So what’d we learn from today’s Senate Armed Services Committee hearing? For one, we learned what an MRAP is (a “Mine Resistant Ambush Protected” vehicle). And also, that neither Army Chief of Staff Gen. George Casey (pictured) or Army Sec. John McHugh care much about seeing this Don’t Ask Don’t Tell thing through.
In October, McHugh hinted to reporters that he’d back a DADT repeal. At the time, we called it “huge.” But responding to the committee’s Chairman Sen. Carl Levin and DADT pointman Sen. Joe Lieberman, neither McHugh nor Casey gave much evidence that they were behind a repeal as forcefully as, say, Adm. Mike Mullen. Moreover, neither recommended a temporary moratorium on DADT investigations and dismissals, which Sen. Kirsten Gillbrand (who does not sit on the committee) is trying to push through.
A moratorium “would complicate the whole process” of a possible DADT repeal, says Casey.

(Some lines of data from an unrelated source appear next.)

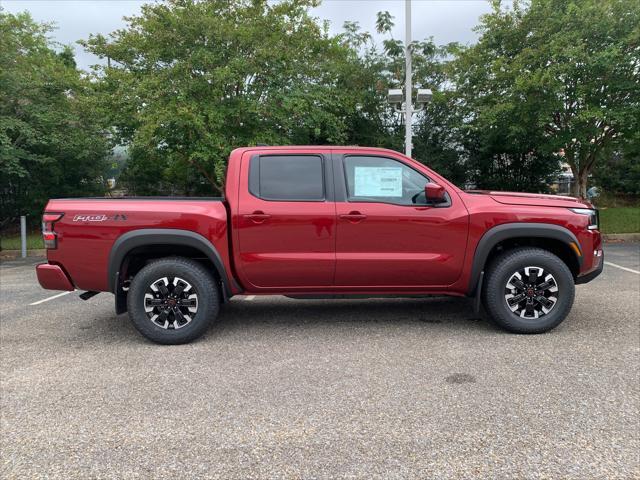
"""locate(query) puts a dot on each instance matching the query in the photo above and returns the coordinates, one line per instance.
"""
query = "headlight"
(593, 216)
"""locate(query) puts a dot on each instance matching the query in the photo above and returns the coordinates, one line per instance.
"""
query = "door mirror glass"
(435, 193)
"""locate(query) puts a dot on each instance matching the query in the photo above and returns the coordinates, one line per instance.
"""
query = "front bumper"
(587, 277)
(52, 277)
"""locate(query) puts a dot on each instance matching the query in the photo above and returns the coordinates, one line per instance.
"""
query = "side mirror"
(434, 193)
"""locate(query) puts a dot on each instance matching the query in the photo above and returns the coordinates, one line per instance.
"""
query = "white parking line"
(623, 268)
(51, 298)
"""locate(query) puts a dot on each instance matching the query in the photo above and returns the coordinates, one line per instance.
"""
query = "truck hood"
(533, 199)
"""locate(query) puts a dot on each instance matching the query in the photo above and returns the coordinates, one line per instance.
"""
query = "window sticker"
(378, 182)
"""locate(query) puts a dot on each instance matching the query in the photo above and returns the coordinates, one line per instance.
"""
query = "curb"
(621, 237)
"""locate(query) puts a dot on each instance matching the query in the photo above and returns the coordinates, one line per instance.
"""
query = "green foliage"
(189, 81)
(620, 220)
(548, 77)
(50, 142)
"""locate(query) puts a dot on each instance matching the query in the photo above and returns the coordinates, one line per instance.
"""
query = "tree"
(554, 78)
(51, 143)
(189, 81)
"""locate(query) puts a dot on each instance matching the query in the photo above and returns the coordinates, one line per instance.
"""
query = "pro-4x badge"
(98, 218)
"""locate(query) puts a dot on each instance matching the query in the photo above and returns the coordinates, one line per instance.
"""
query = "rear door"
(286, 220)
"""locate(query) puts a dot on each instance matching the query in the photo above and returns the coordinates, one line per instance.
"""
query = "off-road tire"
(499, 273)
(199, 279)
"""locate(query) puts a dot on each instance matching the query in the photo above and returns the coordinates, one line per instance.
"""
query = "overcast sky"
(444, 20)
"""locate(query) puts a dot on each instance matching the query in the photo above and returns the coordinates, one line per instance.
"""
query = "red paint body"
(318, 247)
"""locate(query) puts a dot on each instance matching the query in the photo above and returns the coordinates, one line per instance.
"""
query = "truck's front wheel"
(173, 300)
(528, 290)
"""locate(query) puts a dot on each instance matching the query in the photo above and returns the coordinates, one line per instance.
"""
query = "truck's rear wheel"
(173, 300)
(528, 290)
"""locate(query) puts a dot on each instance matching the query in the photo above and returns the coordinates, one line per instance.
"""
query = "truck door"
(286, 220)
(388, 236)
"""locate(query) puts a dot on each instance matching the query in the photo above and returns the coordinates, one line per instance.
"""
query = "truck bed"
(90, 226)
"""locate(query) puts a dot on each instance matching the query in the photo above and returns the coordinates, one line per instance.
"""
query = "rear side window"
(287, 177)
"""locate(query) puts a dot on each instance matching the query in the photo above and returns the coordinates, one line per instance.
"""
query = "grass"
(12, 242)
(612, 220)
(620, 220)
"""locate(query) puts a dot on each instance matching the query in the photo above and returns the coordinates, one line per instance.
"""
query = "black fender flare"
(505, 231)
(162, 236)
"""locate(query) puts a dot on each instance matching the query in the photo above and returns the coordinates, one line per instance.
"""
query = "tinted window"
(378, 179)
(290, 177)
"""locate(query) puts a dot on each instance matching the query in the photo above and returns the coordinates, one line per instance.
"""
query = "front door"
(387, 233)
(286, 221)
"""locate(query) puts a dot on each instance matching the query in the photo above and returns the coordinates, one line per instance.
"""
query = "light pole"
(408, 87)
(395, 97)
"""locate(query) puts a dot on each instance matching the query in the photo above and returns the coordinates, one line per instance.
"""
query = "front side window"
(379, 179)
(287, 177)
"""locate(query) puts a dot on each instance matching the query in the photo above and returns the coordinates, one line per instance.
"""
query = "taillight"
(48, 235)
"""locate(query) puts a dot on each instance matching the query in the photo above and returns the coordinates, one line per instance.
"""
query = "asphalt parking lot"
(280, 388)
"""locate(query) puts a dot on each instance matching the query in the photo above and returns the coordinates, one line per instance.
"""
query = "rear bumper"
(52, 277)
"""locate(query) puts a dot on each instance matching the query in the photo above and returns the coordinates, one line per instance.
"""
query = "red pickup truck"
(323, 221)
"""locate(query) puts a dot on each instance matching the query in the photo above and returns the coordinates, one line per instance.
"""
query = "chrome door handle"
(353, 217)
(257, 216)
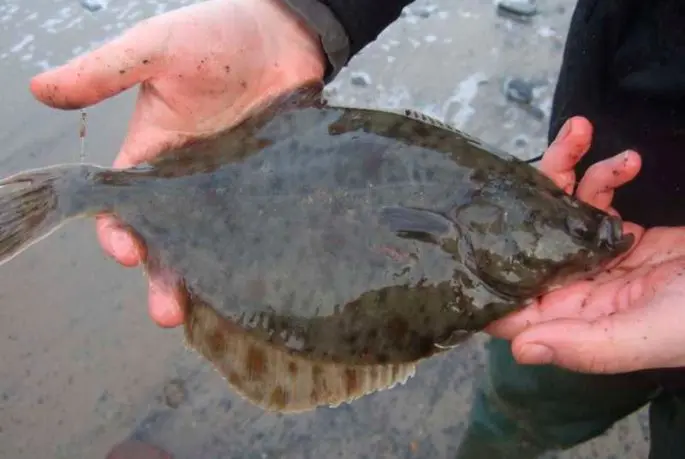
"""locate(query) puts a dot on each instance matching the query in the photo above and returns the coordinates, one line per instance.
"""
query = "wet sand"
(82, 367)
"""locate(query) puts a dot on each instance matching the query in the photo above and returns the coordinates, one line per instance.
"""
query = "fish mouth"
(611, 236)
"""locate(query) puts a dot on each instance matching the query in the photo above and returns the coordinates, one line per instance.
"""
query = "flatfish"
(324, 251)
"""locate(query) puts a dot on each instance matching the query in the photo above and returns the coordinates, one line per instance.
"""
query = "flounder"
(324, 250)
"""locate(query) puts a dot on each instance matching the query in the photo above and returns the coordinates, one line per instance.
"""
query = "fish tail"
(35, 203)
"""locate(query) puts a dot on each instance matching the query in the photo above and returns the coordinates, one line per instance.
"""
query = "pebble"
(519, 7)
(426, 11)
(174, 393)
(92, 5)
(360, 79)
(518, 90)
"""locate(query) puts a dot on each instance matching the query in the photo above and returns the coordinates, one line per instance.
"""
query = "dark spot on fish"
(278, 398)
(256, 289)
(292, 369)
(256, 363)
(351, 381)
(337, 128)
(216, 342)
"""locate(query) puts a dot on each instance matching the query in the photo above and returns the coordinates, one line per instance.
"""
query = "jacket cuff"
(334, 39)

And you should expect the Senate’s committee to listen to them on this. While lawmakers may want DADT killed, in the meantime we expect them to follow the military leaders’ guidance. Which means, without Obama mute on an executive order to halt dismissals, a temporary moratorium appears DOA. Which means DADT won’t be repealed — and gay soldiers will continue to be investigated — until Congress repeals the law in full.
Which likely won’t come until next year.